J. William Harris

Portrait of J. William Harris

J. William Harris is professor of history, emeritus, at the University of New Hampshire. He is the author or editor of seven books focusing on U.S. southern and African American history. Deep Souths: Delta, Piedmont, and Sea Island Society in the Age of Segregation (2001) was a cowinner of the OAH James A. Rawley Prize, the winner of the Agricultural History Society's Theodore Saloutos Memorial Book Prize, and a finalist for the Pulitzer Prize. His book, The Hanging of Thomas Jeremiah: A Free Black Man's Encounter with Liberty (2009), was named one of the Library Journal's best nonfiction books of the year. He has held Fulbright professorships in Italy and the Netherlands and fellowships at the Charles Warren Center for Studies in American History at Harvard University and the National Humanities Center. His current project is The Rise and Fall of Jim Crow: A History of the American South since the Civil War.

Featured Lecture

OAH Lectures

When America's first geographer, Jedidiah Morse, toured the southern states shortly after the American Revolution, he found that they shared little in common; in Georgia alone, for example, “No general character will apply to the inhabitants at large.

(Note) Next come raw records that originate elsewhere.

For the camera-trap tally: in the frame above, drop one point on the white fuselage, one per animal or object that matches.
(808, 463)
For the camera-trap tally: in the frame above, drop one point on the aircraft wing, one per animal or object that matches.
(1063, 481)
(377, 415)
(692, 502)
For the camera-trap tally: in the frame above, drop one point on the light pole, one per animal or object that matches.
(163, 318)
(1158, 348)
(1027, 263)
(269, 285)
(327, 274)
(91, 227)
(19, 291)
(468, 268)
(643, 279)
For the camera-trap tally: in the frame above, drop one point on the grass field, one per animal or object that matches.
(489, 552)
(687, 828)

Collected from different parts of the world, as interest, . . . their character and manners must of course partake of all the varieties which distinguish the several states and kingdoms from which they come." Had he travelled shortly after the Civil War, of course, he would have had no doubt that (white) southerners now shared "general character" forged in a slave society that had been overthrown in war. This lecture traces the rise of "the South" as a single place and "southern" as an identity (for whites) between those two eras.
This lecture takes its theme from Mark Twain, who wrote, in Life on the Mississippi, “in the South the war is what A.D. is elsewhere: they date from it.” The cultural and political unity that created one South, rather than many Souths, and thus a southern history, was forged by the overthrow of slavery and crushing defeat in the Civil War. After the war, southern whites were determined to redeem themselves from that defeat, and they built the Jim Crow regime to confirm and cement white supremacy as the essence of what they meant by "the South." But Jim Crow was brought down in turn by Black southerners in decades of struggle that climaxed in the Civil Rights Movement. In the aftermath of that movement, the South remains a region with recognizably distinct patterns of music, religion, politics, and social values, but it is no longer true that most whites are determined that the South “shall be and remain a white man’s country,” nor are southerners–white or Black–burdened with a consciousness of a history founded on defeat. “Southern history,” as it came to be known and understood in the decades after the Civil War, has ended.
Thomas Jeremiah was probably the wealthiest free Black man in the British North American colonies in 1775. Some of his wealth was in enslaved people. He was also hanged by American patriots in Charleston, allegedly for trying to foment a slave insurrection on behalf of the British. The story of Thomas Jeremiah gives us a window into the dramatic entanglements of race, slavery, and liberty in the era of the American founding.